Answer on Question #78460 – Math – Algebra

Question

Let $x_1, \ldots, x_n \in \mathbb{R}, n \geq 2$, such that $0 < x_1 \leq x_2 \leq \ldots \leq x_n$, and $\frac{1}{1 + x_1} + \frac{1}{1 + x_2} + \ldots + \frac{1}{1 + x_n} = 1$, then show that $\sqrt{x_1} + \sqrt{x_2} + \ldots + \sqrt{x_n} \geq (n - 1)\left(\frac{1}{\sqrt{x_1}} + \ldots + \frac{1}{\sqrt{x_n}}\right)$.

Solution

0) This problem originally appeared on the Vojtěch Jarník Competition, in 2002.

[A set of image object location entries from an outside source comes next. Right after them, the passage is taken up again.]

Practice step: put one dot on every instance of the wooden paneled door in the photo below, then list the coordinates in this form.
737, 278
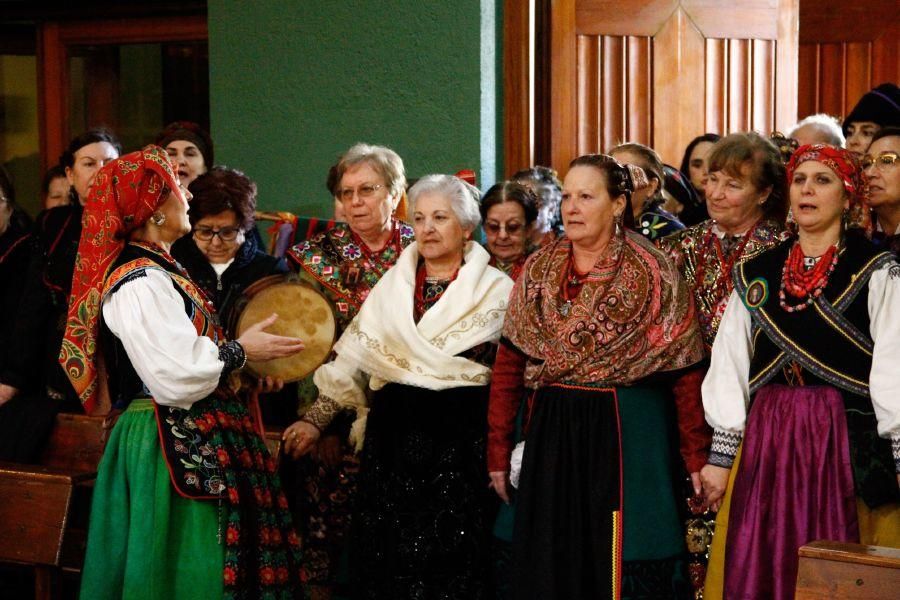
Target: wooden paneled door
661, 72
845, 50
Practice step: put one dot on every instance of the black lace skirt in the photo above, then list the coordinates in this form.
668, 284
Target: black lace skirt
423, 513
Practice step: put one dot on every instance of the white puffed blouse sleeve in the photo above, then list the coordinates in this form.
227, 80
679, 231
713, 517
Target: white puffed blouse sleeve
884, 378
726, 387
177, 365
726, 392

1) Consider a case when $n = 2$.

2) First, assume that $x_1 \leq 1$ and $i \geq 2$, then $\frac{1}{1 + x_i} \leq \frac{1}{1 + x_2} + \ldots + \frac{1}{1 + x_n} \leq 1 - \frac{1}{1 + x_1} = \frac{x_1}{1 + x_1} = \frac{1}{1 + \frac{1}{x_1}}$, then $x_i \geq 1$, and $x_i \geq 1 / x_1$.

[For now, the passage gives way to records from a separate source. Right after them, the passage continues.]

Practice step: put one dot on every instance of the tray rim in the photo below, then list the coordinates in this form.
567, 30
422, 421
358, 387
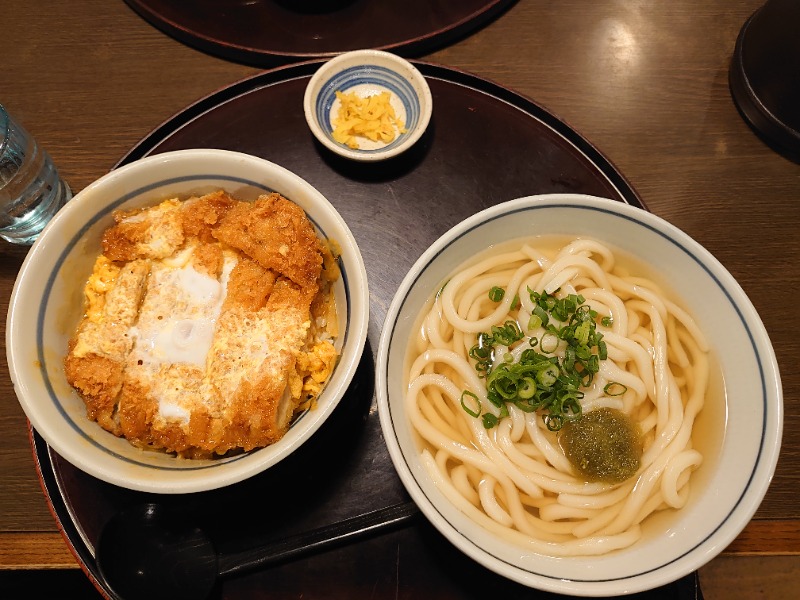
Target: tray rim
266, 58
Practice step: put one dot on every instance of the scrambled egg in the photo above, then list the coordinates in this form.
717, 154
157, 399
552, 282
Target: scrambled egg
202, 331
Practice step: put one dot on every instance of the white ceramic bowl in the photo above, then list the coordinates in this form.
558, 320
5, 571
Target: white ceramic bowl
47, 303
732, 481
368, 72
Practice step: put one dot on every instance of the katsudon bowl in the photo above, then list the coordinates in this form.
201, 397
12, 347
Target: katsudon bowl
47, 303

Next, consider a sequence $a_i = \sqrt{x_i} + \frac{1}{\sqrt{x_i}} = \frac{x_i + 1}{\sqrt{x_i}}$. It is obvious that $0 < 1 \leq a_1 \leq a_2 \leq \ldots \leq a_n$ if $1 < x_1 \leq x_2 \leq \ldots \leq x_n$ and $0 \leq a_1 \leq 1 \leq a_2 \leq \ldots \leq a_n$ if $x_1 \leq 1 \leq \frac{1}{x_1} \leq x_2 \leq \ldots \leq x_n$:

Now, consider a sequence $b_i = \frac{1}{1 + x_i}$. It is obvious that $b_1 \geq b_2 \geq \ldots \geq b_n > 0$.

The Chebyshev's inequality gives that $\sum a_i * \sum b_i \equiv \sum \left( \sqrt{x_i} + \frac{1}{\sqrt{x_i}} \right) * 1 \geq n \sum a_i b_i \equiv n \sum \frac{1}{x_i}$. This completes the proof.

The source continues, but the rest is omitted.